To be honest, a lot of it is just OK. Not bad, not great, but persisting solely on the nostalgia of having been overplayed 30 years ago. I added one Our Lady Peace song, one of the bigger alternative acts to emerge from that time, to the list. As a noted Our Lady Peace hater I did so out of necessity.
There are some great tracks though and it was fun rediscovering them, even during my hater of guitar era. Maybe that’s why I like The Inbred’s “Any Sense of Time” so much: it technically has no guitar; it’s a bassist and drummer duo.
Amongst all those songs there’s one I love more than ever. It still sounds great. It doesn’t feel dated, partly because of its more dubby and electronic influences. It’s danceable. And the lyrics, a political poem about the feeling of guilt trying to survive in a neoliberal world while revolutionaries are fighting for life and freedom in far off lands, are as relevant as ever.

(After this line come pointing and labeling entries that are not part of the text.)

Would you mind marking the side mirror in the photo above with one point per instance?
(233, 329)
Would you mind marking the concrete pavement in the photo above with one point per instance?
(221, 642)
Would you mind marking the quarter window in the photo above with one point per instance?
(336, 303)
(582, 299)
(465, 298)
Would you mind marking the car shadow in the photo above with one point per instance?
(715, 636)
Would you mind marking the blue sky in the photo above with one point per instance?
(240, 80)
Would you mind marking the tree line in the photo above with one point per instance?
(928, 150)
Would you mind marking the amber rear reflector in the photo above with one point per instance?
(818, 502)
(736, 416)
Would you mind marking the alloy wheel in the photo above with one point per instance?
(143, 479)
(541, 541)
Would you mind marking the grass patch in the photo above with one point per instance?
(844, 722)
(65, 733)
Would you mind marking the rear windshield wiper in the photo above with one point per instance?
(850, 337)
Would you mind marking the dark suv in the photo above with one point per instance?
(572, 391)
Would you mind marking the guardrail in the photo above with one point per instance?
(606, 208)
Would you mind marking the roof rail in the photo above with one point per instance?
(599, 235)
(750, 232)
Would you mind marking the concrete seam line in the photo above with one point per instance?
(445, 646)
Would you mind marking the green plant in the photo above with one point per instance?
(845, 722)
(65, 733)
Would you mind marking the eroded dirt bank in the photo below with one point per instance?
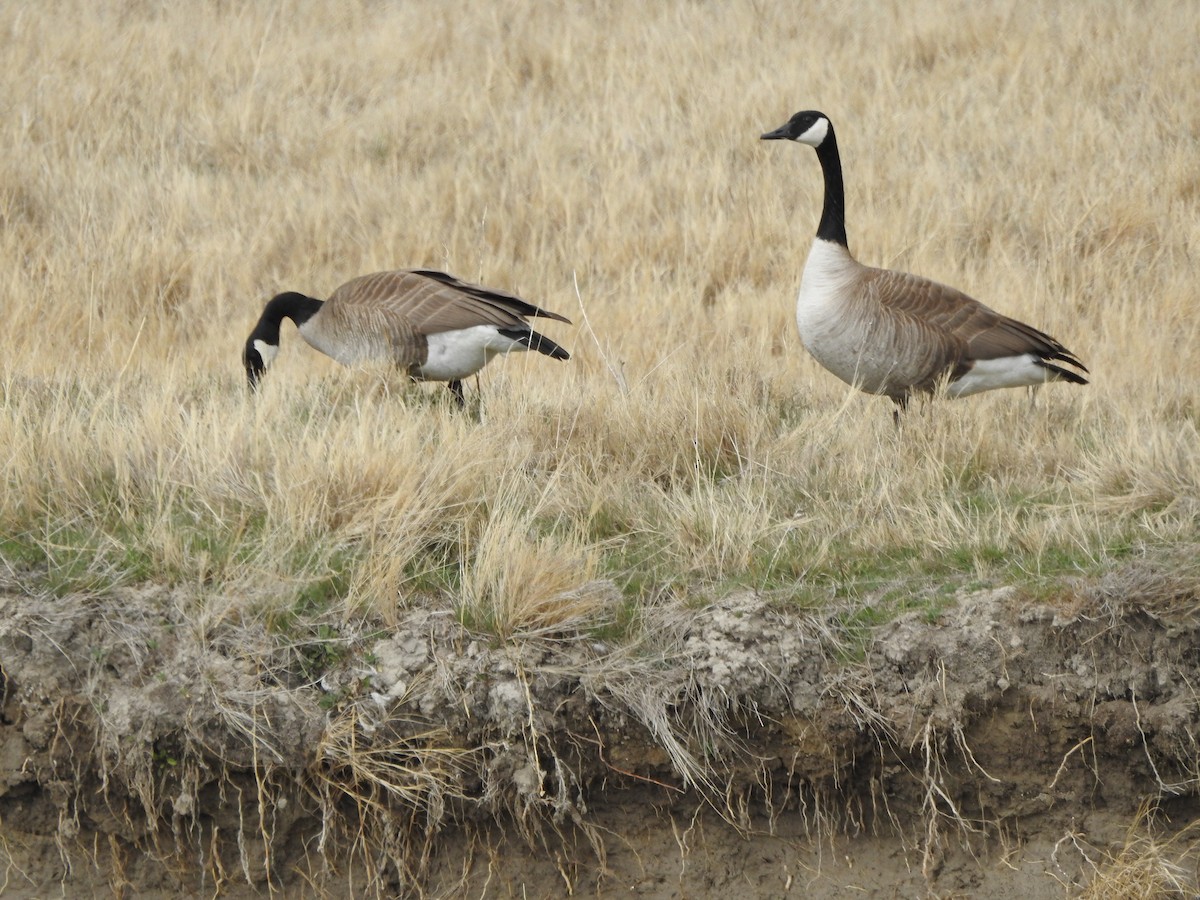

Today I tried like hell to clear my head of troubled times
But I couldn't stop the desperation fighting for my life
Never held illusions, never fallen on pretense
While I worried how to make the rent, they put a bullet in your head
Saro-wiwa, when will this struggle end?
Losing faith in my convictions and the words that I have read
Saro-wiwa, each day so many lies
Conscience traded on the market while the poor are left to die
Apocalypse or jubilee, I just want to see the end
Sometimes I’m apocalypse, sometimes I’m jubilee, but this last week I am a year older.